What Can Go Wrong Here's one of the scariest things that can happen at a biopharmaceutical plant: A quality inspector looks at vials of final, liquid-formulated product and sees globs of brown gunk floating or settling to the bottom. An entire batch, worth at least thousands of dollars, has just been wasted. Usually the failure is not so obvious. Formulation scientists work hard to make sure aggregation and precipitation don't happen.

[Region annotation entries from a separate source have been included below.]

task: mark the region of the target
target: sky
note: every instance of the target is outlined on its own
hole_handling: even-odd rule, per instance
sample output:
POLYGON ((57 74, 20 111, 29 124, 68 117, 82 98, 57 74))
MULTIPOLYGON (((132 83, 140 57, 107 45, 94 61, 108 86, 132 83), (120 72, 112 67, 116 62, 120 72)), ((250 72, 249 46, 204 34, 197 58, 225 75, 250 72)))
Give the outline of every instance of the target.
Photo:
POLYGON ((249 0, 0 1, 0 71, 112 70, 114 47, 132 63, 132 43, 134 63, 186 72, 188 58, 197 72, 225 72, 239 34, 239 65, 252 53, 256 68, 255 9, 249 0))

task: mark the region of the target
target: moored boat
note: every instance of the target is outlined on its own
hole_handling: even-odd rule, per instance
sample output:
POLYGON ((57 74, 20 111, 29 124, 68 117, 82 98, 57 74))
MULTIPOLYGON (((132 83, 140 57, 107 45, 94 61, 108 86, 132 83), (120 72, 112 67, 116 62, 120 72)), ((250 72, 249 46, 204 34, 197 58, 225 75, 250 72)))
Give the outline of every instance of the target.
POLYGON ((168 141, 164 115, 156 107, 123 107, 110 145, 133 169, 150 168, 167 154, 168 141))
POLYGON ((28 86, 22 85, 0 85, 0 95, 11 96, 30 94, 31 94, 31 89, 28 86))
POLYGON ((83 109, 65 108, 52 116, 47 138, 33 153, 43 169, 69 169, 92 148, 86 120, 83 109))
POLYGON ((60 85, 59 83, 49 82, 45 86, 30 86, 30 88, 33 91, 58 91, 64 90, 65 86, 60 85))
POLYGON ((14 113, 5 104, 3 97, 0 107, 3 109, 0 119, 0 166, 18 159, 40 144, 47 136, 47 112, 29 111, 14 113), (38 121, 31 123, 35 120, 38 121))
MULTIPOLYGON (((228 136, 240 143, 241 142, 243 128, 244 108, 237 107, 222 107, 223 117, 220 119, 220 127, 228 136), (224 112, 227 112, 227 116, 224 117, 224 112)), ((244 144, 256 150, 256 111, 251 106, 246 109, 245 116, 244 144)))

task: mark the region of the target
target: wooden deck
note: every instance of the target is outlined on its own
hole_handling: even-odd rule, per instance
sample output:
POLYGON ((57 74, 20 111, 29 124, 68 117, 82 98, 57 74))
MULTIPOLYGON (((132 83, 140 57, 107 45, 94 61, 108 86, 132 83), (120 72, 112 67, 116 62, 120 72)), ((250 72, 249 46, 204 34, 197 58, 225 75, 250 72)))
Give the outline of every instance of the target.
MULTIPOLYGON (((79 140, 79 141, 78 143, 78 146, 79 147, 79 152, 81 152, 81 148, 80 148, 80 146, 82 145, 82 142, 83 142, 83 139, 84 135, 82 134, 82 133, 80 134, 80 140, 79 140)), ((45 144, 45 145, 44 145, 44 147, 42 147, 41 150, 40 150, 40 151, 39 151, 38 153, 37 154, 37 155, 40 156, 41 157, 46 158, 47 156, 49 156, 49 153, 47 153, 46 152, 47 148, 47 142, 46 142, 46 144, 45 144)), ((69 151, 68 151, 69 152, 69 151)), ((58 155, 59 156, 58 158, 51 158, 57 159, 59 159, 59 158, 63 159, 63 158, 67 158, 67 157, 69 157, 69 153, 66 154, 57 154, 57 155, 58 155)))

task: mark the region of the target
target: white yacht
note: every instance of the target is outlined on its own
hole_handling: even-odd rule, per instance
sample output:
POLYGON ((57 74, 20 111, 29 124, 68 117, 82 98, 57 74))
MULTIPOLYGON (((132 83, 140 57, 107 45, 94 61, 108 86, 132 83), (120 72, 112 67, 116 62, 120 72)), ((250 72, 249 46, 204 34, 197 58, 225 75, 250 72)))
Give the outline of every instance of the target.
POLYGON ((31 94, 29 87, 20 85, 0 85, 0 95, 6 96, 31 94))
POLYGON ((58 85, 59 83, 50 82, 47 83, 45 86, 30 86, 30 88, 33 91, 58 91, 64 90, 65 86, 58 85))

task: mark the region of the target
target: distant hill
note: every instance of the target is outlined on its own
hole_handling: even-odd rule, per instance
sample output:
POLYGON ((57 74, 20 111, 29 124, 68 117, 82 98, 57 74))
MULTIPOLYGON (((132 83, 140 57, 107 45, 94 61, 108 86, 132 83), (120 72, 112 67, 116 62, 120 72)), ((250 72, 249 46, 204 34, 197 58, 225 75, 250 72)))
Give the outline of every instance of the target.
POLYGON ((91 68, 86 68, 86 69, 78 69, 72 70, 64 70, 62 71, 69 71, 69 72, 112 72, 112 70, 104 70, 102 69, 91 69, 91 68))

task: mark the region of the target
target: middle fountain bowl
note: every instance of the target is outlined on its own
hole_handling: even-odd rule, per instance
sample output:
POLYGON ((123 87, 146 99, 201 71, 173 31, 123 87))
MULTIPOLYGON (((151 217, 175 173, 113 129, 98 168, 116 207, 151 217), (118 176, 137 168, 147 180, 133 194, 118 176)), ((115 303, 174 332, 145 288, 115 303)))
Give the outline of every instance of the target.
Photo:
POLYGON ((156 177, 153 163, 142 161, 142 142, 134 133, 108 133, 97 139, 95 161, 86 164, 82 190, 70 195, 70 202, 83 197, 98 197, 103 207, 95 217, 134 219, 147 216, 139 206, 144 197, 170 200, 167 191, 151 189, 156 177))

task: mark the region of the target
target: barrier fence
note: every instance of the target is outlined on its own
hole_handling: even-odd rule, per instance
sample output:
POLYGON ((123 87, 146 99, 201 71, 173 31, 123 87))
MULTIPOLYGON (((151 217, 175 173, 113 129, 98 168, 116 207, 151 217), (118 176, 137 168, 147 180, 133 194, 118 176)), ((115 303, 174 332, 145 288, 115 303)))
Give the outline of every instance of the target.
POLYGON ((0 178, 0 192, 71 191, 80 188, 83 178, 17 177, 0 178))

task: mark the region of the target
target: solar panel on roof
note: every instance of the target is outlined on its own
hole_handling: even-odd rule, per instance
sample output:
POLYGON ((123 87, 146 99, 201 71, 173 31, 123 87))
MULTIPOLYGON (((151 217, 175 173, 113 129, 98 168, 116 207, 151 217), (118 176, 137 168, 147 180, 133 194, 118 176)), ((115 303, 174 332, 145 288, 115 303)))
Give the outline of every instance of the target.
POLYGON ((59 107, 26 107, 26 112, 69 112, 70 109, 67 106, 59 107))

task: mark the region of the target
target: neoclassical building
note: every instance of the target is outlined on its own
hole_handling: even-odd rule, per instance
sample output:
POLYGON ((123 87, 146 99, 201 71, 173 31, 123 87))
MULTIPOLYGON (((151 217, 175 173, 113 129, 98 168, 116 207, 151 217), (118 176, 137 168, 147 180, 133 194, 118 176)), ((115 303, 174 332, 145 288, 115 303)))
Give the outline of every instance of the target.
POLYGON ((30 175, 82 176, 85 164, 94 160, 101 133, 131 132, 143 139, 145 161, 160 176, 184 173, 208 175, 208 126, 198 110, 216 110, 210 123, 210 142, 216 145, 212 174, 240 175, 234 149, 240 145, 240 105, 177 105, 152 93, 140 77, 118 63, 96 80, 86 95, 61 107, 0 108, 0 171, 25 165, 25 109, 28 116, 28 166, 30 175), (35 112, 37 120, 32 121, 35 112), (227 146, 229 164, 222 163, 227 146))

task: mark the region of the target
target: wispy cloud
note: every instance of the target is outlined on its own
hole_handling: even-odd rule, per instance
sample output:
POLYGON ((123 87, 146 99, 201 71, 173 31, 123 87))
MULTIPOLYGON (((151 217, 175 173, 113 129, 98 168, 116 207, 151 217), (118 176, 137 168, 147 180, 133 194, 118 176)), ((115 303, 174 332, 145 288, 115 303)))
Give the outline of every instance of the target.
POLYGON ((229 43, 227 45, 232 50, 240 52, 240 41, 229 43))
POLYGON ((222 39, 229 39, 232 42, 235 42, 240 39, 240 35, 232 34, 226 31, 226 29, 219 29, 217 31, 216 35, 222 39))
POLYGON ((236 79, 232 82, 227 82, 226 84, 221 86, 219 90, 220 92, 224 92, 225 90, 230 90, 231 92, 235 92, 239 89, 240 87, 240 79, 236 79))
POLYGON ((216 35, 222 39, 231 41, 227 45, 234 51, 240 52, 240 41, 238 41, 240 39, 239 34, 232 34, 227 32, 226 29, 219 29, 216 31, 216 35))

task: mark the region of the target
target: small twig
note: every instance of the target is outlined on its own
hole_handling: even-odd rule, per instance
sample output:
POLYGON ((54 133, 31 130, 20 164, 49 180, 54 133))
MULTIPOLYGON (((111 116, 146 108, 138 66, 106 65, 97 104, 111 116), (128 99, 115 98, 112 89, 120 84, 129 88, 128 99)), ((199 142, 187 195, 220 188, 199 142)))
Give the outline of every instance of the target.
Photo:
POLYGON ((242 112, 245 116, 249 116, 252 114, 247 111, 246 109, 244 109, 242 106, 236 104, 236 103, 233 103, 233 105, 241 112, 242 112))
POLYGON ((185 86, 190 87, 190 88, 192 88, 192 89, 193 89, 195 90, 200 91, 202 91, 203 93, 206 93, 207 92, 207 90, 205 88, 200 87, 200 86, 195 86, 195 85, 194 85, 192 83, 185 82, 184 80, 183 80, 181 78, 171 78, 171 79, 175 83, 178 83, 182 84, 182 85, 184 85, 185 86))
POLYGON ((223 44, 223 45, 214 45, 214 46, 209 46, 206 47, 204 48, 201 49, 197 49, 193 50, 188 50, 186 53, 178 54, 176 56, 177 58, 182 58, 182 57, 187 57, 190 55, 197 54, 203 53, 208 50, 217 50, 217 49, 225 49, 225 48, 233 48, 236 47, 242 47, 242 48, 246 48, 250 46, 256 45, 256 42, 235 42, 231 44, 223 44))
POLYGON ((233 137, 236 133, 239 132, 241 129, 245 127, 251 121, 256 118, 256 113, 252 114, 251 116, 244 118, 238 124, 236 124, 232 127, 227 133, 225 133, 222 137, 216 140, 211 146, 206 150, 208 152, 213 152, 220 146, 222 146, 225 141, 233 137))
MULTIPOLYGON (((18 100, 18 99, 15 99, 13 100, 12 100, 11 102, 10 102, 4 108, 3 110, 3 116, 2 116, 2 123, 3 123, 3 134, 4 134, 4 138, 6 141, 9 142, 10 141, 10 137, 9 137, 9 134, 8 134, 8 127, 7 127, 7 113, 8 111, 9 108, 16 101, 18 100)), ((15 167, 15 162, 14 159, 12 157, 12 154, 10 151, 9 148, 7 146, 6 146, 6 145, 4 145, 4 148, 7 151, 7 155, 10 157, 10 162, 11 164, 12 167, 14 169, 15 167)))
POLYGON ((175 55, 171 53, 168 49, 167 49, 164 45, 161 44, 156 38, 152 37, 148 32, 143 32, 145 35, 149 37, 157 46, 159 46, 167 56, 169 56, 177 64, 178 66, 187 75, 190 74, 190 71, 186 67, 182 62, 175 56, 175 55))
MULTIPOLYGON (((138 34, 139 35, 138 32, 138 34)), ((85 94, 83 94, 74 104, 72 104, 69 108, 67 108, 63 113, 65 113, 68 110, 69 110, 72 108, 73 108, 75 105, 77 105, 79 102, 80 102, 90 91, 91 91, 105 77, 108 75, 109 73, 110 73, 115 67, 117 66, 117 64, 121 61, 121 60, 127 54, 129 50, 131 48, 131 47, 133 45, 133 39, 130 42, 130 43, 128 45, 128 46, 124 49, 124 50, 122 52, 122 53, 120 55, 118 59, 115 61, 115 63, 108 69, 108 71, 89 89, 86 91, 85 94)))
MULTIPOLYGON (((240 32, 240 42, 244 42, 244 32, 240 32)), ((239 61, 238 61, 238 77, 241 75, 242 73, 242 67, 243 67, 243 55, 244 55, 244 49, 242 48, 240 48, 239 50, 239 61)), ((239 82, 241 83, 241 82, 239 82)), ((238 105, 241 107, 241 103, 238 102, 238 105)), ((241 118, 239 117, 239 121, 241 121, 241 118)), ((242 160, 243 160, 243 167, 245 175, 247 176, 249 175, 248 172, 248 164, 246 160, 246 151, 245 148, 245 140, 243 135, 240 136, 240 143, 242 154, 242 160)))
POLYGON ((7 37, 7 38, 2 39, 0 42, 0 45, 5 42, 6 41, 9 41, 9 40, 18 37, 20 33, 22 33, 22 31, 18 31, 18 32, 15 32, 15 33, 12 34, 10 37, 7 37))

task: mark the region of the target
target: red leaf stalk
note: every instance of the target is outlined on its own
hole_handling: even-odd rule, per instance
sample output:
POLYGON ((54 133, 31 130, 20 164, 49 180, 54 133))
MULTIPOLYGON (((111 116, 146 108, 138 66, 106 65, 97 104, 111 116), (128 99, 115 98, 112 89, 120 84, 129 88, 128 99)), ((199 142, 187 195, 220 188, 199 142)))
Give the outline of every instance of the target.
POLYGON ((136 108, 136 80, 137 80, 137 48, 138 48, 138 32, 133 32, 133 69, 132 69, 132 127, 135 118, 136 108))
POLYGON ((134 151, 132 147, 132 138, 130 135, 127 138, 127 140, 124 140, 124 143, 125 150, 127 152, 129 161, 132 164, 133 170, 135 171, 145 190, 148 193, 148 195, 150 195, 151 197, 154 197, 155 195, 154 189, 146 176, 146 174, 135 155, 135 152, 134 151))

Biopharmaceutical formulators must evaluate protein formulations for degradation products both qualitatively and quantitatively. Qualitative studies include preclinical safety studies and tests that determine how degradation might be prevented by optimizing the formulation. Quantitative evaluation examines temperature dependencies, for example, or a formulation's tendency to convert in vivo to native forms (if it has denatured). Bioassays study protein activity, identity, and critical pathways. Analytical methods are developed in parallel with the product itself, with at least two solid techniques chosen to assess stability.
Chemical degradation changes the primary structure of a protein. Bond cleavage will create an entirely new molecule. Such chemical degradation is usually preceded by a causal physical process, typically unfolding, that makes available residues that are usually inaccessible for chemical reactions with their environment. Physical degradation changes only the higher-order structure (secondary, tertiary, quaternary) of the polypeptide, not necessarily creating a brand new molecule. Such degradation includes aggregation, adsorption, unfolding, and precipitation.